Strategic Time Horizon Supports Allocation to Non-U.S. Equities

With investor focus now squarely back on U.S. equities as new all-time highs are in sight, we dig into why strategic allocations should still consider, despite recent outperformance and multiple expansion, diversification into international equities. Using a five-factor attribution analysis, we analyze the drivers of returns for U.S. and non-U.S. equities over the last quarter century, with a particular focus on what drove the U.S. to outperform non-U.S. equities so dramatically over the last 15 years. We then use that same analytical framework to create an illustrative scenario analysis to determine potential returns to U.S. and non-U.S. equity markets, showing why starting valuations matter—when looking far into the future.

U.S. (Equity) Exceptionalism — We Are So Back! (Right?)

The S&P 500 continues its ascent up the proverbial “wall of worry” toward fresh all-time highs (as of June 26, the large cap index closed three points away from the February 19 high), and investors are keen to hit the beach as we approach the 4th of July holiday. The debate over whether large cap U.S. stocks remain “exceptional” relative to their small cap and international peers has taken a back seat in recent weeks to geopolitical and macroeconomic headline risk; those risks have cleared (so we’re told, and for the time being), and U.S. equity markets sure feel exceptional. While there are signs and catalysts that small caps are ripe for a catch-up trade this summer (short positioning, that Big Beautiful Bill, trade deals, monetary policy changes), this week we are digging into the U.S./non-U.S. equity “exceptionalism” debate.
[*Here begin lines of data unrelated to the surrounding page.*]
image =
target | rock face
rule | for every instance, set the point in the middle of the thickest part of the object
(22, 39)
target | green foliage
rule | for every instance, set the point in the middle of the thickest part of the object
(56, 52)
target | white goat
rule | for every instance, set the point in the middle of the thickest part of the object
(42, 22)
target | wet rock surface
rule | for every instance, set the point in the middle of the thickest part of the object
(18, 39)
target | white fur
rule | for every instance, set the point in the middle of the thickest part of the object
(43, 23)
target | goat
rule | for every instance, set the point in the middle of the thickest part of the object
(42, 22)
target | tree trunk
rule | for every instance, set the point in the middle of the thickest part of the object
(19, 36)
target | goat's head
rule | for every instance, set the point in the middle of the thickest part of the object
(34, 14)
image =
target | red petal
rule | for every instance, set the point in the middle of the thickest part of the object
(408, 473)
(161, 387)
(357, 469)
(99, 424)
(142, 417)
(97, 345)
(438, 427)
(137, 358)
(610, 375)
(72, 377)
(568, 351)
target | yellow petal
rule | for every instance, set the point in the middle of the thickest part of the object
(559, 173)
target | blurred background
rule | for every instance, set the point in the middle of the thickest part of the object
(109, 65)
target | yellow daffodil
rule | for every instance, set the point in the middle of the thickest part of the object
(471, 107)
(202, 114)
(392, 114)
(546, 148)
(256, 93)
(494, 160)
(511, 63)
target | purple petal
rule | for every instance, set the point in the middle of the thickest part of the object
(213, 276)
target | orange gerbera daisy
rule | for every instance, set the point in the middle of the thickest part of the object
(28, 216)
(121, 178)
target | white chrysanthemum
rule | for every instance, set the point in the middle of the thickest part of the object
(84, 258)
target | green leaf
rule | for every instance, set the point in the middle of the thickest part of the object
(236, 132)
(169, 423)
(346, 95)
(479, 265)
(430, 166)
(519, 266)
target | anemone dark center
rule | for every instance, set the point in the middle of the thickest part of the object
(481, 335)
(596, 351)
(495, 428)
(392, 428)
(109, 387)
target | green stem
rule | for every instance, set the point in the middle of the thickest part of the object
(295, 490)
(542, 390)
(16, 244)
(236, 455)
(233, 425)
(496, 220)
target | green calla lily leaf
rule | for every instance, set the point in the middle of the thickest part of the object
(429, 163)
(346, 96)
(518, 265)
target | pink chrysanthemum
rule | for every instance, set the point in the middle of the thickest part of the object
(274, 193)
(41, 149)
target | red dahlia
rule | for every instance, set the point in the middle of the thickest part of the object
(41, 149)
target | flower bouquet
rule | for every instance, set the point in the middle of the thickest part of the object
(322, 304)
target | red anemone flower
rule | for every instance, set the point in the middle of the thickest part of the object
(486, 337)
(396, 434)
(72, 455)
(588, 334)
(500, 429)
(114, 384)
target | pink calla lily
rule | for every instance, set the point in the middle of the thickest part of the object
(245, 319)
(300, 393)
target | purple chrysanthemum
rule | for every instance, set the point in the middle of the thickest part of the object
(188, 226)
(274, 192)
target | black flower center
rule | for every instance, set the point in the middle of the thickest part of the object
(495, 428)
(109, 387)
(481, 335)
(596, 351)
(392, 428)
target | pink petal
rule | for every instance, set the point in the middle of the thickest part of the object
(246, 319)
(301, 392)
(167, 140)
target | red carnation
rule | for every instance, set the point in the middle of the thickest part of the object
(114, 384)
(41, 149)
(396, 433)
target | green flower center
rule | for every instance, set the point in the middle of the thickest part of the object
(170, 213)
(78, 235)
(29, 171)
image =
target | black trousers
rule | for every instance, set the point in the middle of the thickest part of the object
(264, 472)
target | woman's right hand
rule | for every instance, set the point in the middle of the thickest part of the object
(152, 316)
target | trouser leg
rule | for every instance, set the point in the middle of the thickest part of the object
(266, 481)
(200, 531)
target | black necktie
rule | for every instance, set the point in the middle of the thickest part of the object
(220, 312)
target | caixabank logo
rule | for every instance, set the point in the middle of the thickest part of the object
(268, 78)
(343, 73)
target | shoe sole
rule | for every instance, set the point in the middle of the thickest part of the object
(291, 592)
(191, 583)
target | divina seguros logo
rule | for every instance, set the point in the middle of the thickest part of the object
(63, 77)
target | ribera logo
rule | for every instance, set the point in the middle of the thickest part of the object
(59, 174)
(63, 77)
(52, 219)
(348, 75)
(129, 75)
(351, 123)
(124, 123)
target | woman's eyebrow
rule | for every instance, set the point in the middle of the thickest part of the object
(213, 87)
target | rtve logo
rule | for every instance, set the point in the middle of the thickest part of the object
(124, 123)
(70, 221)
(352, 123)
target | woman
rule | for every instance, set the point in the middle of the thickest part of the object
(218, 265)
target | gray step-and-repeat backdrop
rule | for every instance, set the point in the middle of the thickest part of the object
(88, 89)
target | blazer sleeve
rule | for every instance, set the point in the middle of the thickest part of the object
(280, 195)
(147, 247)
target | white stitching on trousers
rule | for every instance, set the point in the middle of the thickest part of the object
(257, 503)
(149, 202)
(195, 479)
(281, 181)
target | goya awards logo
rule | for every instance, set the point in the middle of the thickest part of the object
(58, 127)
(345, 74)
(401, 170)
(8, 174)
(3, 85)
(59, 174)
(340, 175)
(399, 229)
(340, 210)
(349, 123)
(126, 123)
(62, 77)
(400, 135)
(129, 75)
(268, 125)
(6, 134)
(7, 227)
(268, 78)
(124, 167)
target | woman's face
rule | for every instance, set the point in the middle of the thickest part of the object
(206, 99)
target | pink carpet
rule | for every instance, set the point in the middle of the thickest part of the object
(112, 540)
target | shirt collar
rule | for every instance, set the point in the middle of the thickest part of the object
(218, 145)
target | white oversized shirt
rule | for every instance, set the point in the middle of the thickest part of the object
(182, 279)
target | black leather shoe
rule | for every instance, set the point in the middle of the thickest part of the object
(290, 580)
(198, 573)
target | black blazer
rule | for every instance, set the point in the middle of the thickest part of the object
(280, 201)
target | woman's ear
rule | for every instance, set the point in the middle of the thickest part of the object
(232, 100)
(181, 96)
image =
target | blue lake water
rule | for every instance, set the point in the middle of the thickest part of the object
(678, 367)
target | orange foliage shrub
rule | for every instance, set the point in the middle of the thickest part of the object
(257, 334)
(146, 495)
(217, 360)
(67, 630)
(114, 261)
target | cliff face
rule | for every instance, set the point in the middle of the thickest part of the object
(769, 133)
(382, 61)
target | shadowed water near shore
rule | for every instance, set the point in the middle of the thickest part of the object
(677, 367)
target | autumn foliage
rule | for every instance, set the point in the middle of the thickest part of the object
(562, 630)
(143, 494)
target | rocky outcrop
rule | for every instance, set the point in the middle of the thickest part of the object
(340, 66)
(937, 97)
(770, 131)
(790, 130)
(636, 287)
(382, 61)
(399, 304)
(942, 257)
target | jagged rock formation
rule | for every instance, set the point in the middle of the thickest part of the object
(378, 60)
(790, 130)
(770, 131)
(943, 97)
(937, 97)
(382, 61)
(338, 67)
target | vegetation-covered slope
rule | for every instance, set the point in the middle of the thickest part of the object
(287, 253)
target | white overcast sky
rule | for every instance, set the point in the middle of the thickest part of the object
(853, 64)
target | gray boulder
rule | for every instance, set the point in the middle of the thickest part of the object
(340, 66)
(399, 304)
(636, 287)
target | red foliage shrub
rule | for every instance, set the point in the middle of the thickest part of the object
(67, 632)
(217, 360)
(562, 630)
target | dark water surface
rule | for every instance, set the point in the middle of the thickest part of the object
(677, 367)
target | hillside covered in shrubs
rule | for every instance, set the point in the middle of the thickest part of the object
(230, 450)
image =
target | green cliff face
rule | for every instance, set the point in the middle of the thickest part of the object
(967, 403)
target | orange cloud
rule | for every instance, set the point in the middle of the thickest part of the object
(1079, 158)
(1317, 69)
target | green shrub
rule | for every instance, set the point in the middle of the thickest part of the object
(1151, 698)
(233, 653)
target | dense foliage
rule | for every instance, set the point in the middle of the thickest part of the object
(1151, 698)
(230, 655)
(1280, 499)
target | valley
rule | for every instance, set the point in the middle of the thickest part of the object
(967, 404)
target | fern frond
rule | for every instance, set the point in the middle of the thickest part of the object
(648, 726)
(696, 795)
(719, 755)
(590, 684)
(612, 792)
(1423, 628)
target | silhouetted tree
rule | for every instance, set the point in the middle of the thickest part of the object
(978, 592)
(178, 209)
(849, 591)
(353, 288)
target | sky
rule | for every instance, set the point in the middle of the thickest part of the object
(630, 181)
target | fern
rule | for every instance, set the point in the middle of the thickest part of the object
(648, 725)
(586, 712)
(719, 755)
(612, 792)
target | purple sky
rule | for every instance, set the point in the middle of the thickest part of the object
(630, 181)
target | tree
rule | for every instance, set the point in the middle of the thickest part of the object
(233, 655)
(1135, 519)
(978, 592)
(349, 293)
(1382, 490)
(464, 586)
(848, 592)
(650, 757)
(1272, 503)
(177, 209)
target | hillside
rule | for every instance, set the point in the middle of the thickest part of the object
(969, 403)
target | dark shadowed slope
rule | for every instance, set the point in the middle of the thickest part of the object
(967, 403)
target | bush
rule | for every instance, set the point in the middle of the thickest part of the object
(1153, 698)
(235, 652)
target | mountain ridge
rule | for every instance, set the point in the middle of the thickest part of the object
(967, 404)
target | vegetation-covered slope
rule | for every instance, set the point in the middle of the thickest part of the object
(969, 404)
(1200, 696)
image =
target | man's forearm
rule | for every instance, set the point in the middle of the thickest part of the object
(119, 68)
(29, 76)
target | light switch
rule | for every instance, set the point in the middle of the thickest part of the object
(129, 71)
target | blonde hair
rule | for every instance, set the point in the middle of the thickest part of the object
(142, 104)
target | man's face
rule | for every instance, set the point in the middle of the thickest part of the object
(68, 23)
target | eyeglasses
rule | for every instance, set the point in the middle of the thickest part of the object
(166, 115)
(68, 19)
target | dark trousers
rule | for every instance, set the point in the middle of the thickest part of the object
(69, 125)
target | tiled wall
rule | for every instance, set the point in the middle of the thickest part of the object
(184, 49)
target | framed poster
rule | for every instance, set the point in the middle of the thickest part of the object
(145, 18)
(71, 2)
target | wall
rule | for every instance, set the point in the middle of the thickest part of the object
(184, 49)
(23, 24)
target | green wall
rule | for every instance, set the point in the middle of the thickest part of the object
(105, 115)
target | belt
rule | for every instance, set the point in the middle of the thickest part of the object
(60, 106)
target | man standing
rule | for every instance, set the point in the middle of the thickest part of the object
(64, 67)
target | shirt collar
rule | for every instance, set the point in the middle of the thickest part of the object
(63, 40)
The MSCI USA Index (similar construction as the S&P 500, and what we will use to represent U.S. stocks) has outperformed the MSCI World ex USA Index (an index of developed non-U.S. equity markets, and what we will use to represent foreign stocks) by 4.5% points since markets troughed earlier this year on April 8. Recent U.S. outperformance notwithstanding, the non-U.S. index remains ahead of the U.S. index by ~11% year-to-date heading into the end of the first half of 2025. If that lead holds, this will mark just the fourth year in the last 16 (looking back to 2010) that developed non-U.S. stocks outperformed U.S. stocks. The question on investors’ minds is whether this is the start of a longer-term trend: a reversal of U.S. equity exceptionalism? Or just a mean-reverting aberration year?